A Quarter-Century of Advocating for NIH Women Scientists

Sunday, February 11, 2018

On December 22, 2015, the United Nations General Assembly adopted a resolution proclaiming February 11 of each year as the International Day of Women and Girls in Science, with the goal of highlighting the important contributions of women to the fields of science, technology, engineering, and mathematics. Here at NIH, a dedicated group of scientists known as the Women Scientist Advisors (WSA) is working not only to recognize the role of women in the biomedical sciences but to expand it as well.

female scientist looking into a microscope

The NIH’s Women Scientist Advisors Committee has been working hard on behalf of female scientists for 25 years.

Back in the early 1990s, then-NIH Director Bernadine Healy organized a task force charged with reviewing how female scientists were faring in the NIH’s Intramural Research Program (IRP). In response to the group’s final report, issued in November 1992, the NIH’s scientific directors created the WSA Committee.

“The thought was perhaps women were more out of the loop because they weren’t in leadership positions,” says IRP Senior Investigator Elizabeth Murphy, Ph.D., the committee’s current chair. To help resolve this issue, each of the NIH’s 28 Institutes and Centers (ICs) chooses at least one representative to sit on the committee, with the larger ICs selecting two or more, and these individuals act as liaisons between NIH’s scientific directors and female scientists in an effort to ensure effective communication between the two groups.

The WSA representatives also work together and with NIH scientific leadership to launch initiatives addressing the challenges that the NIH’s women scientists face. These projects include gathering information related to gender parity in pay, helping to design clear sexual harassment policies, advocating for child care facilities, and organizing the annual Anita Roberts Lecture featuring a prominent female IRP researcher. The WSA committee also supports the work of the NIH Equity Committee, created by IRP Distinguished Investigator Gisela ‘Gigi’ Storz, Ph.D., to make sure that all of NIH’s scientists have equal access to its many resources.

This year, the committee is planning a spring workshop where female scientists from the NIH will discuss how to increase the number of women in leadership positions here, as well as how to bring a greater number of female scientists to campus as guest speakers. The committee also hopes to tap prominent senior scientists at NIH who can use their experience and knowledge to help the IRP’s female researchers apply for national awards.

However, according to Dr. Murphy, one problem facing the committee that has proven particularly difficult to fix is the so-called ‘leaky pipeline.’ Although half of biological science Ph.D.’s in the U.S. are earned by women and a similar proportion of NIH postdocs are female, just under 80 percent of the NIH’s senior investigators are men, a statistic that has changed little since the committee’s inception. Moreover, women comprise only 25 to 30 percent of scientists who apply for NIH tenure-track positions through the Earl Stadtman Investigators program

“After more than 25 years, we’re still losing half the women somewhere along the line because they’re not applying to tenured faculty positions,” Dr. Murphy says.

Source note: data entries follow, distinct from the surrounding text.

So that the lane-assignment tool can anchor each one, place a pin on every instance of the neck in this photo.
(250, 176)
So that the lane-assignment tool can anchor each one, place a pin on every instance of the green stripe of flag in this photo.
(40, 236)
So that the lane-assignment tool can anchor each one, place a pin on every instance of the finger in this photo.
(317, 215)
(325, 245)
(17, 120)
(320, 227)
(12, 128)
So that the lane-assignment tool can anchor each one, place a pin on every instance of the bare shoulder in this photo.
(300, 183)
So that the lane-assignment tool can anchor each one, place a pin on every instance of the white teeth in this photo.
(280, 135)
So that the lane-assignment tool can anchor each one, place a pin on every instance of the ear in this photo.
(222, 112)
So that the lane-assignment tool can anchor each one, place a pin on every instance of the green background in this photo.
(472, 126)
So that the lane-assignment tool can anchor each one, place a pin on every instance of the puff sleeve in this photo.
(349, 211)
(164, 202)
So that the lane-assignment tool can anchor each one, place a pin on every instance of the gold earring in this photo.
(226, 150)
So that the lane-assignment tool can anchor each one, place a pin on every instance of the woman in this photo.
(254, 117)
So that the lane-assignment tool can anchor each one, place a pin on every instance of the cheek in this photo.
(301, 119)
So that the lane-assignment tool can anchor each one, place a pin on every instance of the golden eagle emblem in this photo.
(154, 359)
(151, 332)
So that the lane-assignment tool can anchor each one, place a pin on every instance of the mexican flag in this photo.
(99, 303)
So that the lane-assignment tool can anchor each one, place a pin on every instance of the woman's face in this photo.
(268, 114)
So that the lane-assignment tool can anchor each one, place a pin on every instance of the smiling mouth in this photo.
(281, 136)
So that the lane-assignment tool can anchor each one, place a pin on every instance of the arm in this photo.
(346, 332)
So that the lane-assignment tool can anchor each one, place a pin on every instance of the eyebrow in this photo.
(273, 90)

To address this issue, the WSA Committee has developed an ‘exit interview’ survey to gather information about NIH postdocs' future plans and how their goals have changed since they came here. The group has also set up mentoring committees run by female senior scientists to guide researchers of both genders.

“We want to make sure that there’s good mentoring and that women have these role models,” Dr. Murphy says. “We want to make the climate here one that women feel is welcoming and want to come to.”